Dayton Moore’s Moneyball
by Jon Shields ~ August 31st, 2009 at 3:08 pm
Dayton Moore became the Kansas City Royals GM early in the 2006 season. That year the team went 62-100. In 2007 and 2008 they managed records of 69-93 and 75-87, and currently sit at 50-80 this year. The team has performed better than the Allard Baird teams that perennially lost 100 games, but everyone is baffled by the five year extension handed to Moore today. It’s especially confusing considering that Moore had an option year left on his deal, meaning the team could have waited another season to see if Moore was the guy to turn the franchise around.
Moore’s strategy has been interesting to me for a while. With Moneyball bringing so much attention to the value of OBP, Moore has been mocked for acquiring notorious hackers such as former Mariners Yuniesky Betancourt, Jose Guillen, Miguel Olivo and publicly coveting Mr. “If OBP is so important, why don’t they put it on the scoreboard?” himself, Jeff Francouer. But Moneyball was all about finding market inefficiencies in order to get the most out of a small payroll, and OBP is no longer a market inefficiency. The Tampa Bay Rays were credited last year for making defense the “new OBP.”

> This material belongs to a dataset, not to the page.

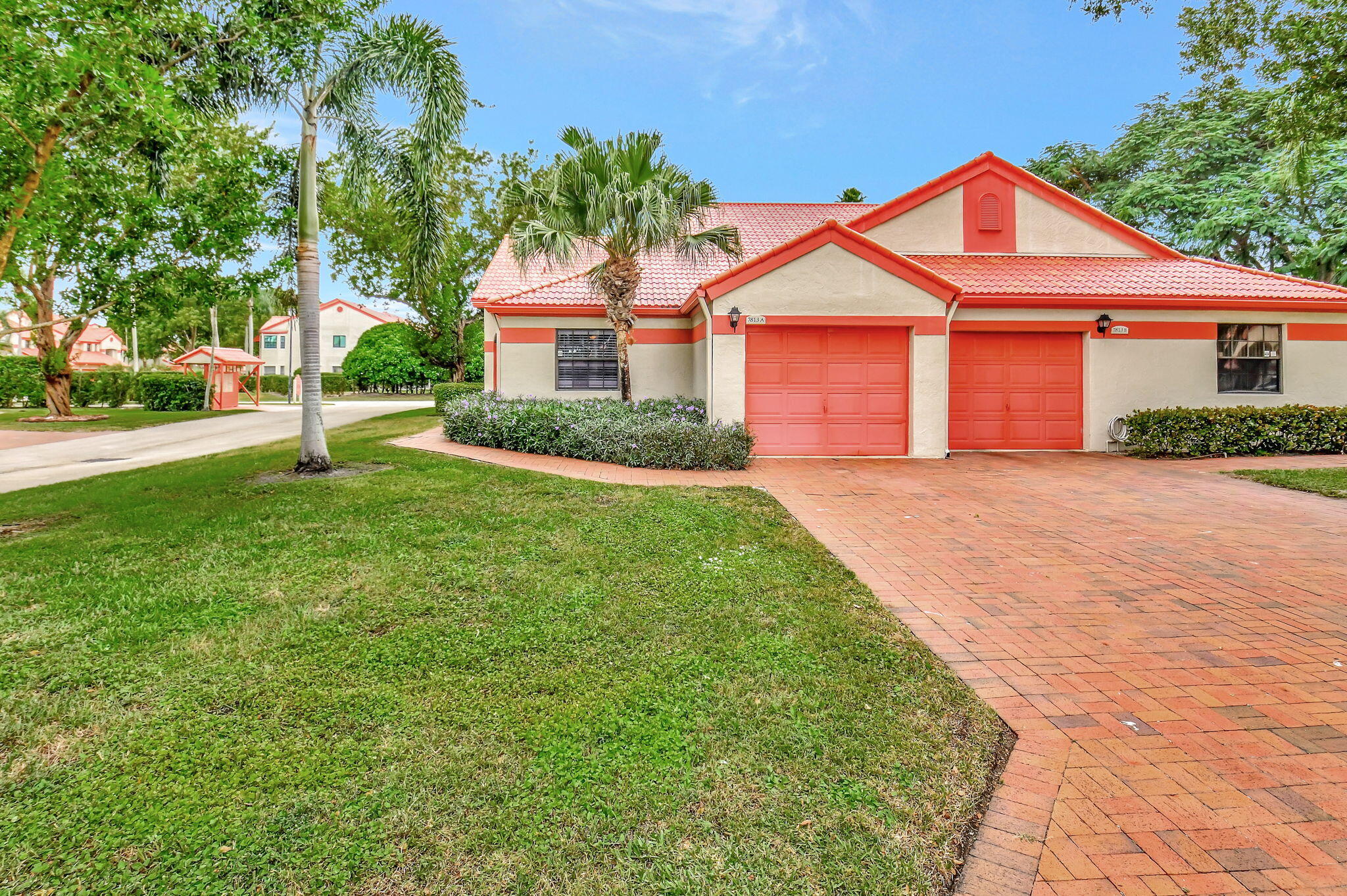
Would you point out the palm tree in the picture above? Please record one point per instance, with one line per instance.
(616, 200)
(337, 88)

So while I am not saying Dayton Moore is a good GM by any stretch, I think I can see what he’s trying to do and his head is in the right place. Hackers have very little value now, so Moore thinks that low OBP players are his market inefficiency. Again, I’m not saying this is the best way to go, but before OBP came into the forefront was there anything “wrong” with guys like Betancourt, Guillen, Olivo, Mike Jacobs or anyone else? To most, not really.

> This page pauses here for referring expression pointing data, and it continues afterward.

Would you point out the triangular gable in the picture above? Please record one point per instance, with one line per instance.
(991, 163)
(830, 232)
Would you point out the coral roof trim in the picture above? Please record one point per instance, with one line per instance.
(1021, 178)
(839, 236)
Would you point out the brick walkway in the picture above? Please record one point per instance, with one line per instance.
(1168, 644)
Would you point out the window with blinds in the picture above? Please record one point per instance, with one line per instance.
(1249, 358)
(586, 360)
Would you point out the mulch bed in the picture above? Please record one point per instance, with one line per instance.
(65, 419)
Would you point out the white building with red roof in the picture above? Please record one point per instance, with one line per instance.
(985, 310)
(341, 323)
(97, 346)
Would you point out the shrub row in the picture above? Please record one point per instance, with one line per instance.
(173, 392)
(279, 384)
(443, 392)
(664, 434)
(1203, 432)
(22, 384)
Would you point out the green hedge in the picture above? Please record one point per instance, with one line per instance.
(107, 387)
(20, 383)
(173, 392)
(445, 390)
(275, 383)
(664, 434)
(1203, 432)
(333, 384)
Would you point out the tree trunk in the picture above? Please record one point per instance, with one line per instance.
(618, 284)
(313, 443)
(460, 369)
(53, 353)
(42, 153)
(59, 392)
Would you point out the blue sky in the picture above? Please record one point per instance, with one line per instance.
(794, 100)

Of course, his acquiring of hackers isn’t the only thing he’s done that has brought on criticism. First of all, he’s not getting these “undervalued” free swingers as cheap as he should. Guillen’s contract is ridiculous, and he should have been able to get Betancourt without surrendering one of the organization’s top pitching prospects. The problem there is that Moore doesn’t realize he’s overpaying. He seems to suffer from Bill Bavasi syndrome when it comes to free agents, as he’s been handing out massive deals to relievers, role players, etc. But beyond all that, he’s fielding poor defensive teams and blocking guys like Kila Ka’ahue.
Through all of it, I’m interested in seeing how long Moore will think he can build a winner with “undervalued” low OBP players. What are the odds he makes it to the end of his extension?